Mieterin leidet an Multipler Sklerose

Ein Vermieter verlangte von seiner Mieterin die Räumung und Herausgabe seiner Wiesbadener Wohnung wegen Eigenbedarfs. Er hatte das Anwesen 2015 erstanden und ihr im April 2018 gekündigt. Die Beklagte, seit 2002 dort wohnend, widersprach der Kündigung und berief sich unter Vorlage eines ärztlichen Attests auf das Vorliegen von Härtegründen (§ 574 Abs. 1 Satz 1 BGB). Ein Umzug sei ihr nicht zuzumuten, da sich ihr Krankheitsbild – eine fortschreitende Multiple Sklerose – ansonsten verschlimmern würde. Das Amtsgericht Wiesbaden vernahm mehrere Zeugen zum Vorliegen des Eigenbedarfs und holte ein Gutachten ein. Der Facharzt für Psychiatrie und Psychotherapie sah sich allerdings außerstande, eine fachliche Einschätzung zum Fortschreiten der Krankheit abzugeben. Das AG und das Landgericht Wiesbaden stimmten der Räumung und Herausgabe der Wohnung zu. Die Gekündigte könne keine Fortsetzung des Mietverhältnisses verlangen, da ihre beeinträchtigte Gehfähigkeit keinen Härtefall begründe. Diesem Umstand könne allenfalls im Rahmen der Bemessung einer Räumungsfrist Rechnung getragen werden. Einer weiteren Begutachtung bedürfe es nicht. Die Revision ließ das LG nicht zu. Die Nichtzulassungsbeschwerde der Beklagten beim BGH hatte Erfolg und führte zur Zurückverweisung an eine andere Kammer des LG.

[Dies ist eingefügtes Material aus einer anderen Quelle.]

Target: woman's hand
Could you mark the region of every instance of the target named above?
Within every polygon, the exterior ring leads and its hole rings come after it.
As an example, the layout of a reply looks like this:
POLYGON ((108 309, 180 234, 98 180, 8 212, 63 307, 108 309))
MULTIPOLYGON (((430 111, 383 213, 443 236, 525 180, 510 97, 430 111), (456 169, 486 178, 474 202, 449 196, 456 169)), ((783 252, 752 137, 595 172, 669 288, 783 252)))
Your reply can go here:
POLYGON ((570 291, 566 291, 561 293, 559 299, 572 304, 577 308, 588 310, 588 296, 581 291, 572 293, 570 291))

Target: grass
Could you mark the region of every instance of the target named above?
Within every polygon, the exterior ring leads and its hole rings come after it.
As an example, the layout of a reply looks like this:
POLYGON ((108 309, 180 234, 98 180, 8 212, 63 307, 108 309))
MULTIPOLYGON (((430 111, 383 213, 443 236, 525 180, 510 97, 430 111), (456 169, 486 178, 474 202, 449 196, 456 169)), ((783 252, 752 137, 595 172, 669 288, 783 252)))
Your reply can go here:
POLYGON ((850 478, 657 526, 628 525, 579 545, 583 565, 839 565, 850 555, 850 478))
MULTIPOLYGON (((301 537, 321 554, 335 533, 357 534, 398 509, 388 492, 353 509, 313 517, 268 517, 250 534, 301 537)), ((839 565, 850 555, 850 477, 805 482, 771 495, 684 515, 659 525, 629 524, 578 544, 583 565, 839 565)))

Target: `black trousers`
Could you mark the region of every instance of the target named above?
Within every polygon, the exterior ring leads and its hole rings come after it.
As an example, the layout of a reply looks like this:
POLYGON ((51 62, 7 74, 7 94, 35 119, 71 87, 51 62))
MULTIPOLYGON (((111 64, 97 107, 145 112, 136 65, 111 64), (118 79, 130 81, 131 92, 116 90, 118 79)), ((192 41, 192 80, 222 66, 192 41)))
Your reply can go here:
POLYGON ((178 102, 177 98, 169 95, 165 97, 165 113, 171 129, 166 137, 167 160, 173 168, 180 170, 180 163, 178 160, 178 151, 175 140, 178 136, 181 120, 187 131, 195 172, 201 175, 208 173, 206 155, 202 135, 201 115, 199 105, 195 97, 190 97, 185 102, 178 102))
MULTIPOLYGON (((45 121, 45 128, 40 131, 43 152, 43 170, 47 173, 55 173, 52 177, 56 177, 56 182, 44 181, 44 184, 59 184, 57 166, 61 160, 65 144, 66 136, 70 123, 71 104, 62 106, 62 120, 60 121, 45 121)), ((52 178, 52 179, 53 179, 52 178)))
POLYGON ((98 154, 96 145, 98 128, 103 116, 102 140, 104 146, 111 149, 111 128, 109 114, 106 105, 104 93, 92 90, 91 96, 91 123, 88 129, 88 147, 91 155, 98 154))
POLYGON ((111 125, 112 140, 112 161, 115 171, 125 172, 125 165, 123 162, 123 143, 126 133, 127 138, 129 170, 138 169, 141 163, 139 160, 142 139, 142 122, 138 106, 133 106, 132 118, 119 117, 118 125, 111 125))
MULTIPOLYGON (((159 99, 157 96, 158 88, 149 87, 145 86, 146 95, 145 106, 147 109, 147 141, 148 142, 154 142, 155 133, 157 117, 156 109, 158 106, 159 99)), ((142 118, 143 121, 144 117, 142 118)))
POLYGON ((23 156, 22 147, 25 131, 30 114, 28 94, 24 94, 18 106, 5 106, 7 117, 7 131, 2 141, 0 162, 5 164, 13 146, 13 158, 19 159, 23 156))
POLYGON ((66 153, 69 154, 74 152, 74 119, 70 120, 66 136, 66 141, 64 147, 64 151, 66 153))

Gericht hätte Sachverhalt sorgfältig aufklären müssen

Dem VIII. Zivilsenat zufolge hat das LG das Gehörsrecht der Mieterin verletzt (Art. 103 Abs. 1 GG). Es hätte das Vorliegen einer Härte (§ 574 Abs. 1 Satz 1 BGB) nicht verneinen dürfen, ohne das (angebotene) neurologische Sachverständigengutachten zu dem behaupteten Beschwerdebild sowie zu den gesundheitlichen Auswirkungen eines erzwungenen Umzugs für die Beklagte zu erheben, monierten die BGH-Richter. Der Umstand, dass die Beklagte substanziiert ihr drohende schwerwiegende Gesundheitsgefahren geltend gemacht habe, hätte das LG mangels eigener Sachkunde dazu veranlassen müssen, sich sachverständige Hilfe einzuholen. Dann hätte es sich ein genaues Bild davon verschaffen können, welche gesundheitlichen Folgen im Einzelnen mit einem Umzug verbunden seien, insbesondere welchen Schweregrad zu erwartende Gesundheitsbeeinträchtigungen voraussichtlich erreichen würden und mit welcher Wahrscheinlichkeit dies eintreten könne. Das LG hätte es nicht bei dem eingeholten Sachverständigengutachten eines Facharztes für Psychiatrie und Psychotherapie bewenden lassen dürfen. Seine Feststellungen zum Krankheitsbild der Beklagten beschränkten sich pauschal auf "Beeinträchtigungen beim Gehen", so die weitere Kritik. Die behauptete umzugsbedingte Verschlechterung des Gesundheitszustands der Beklagten habe das LG vollständig übergangen. Dies müsse es nunmehr nachholen.

BGH, Beschluss vom 30.08.2022 - VIII ZR 429/21

Redaktion beck-aktuell, 28. September 2022.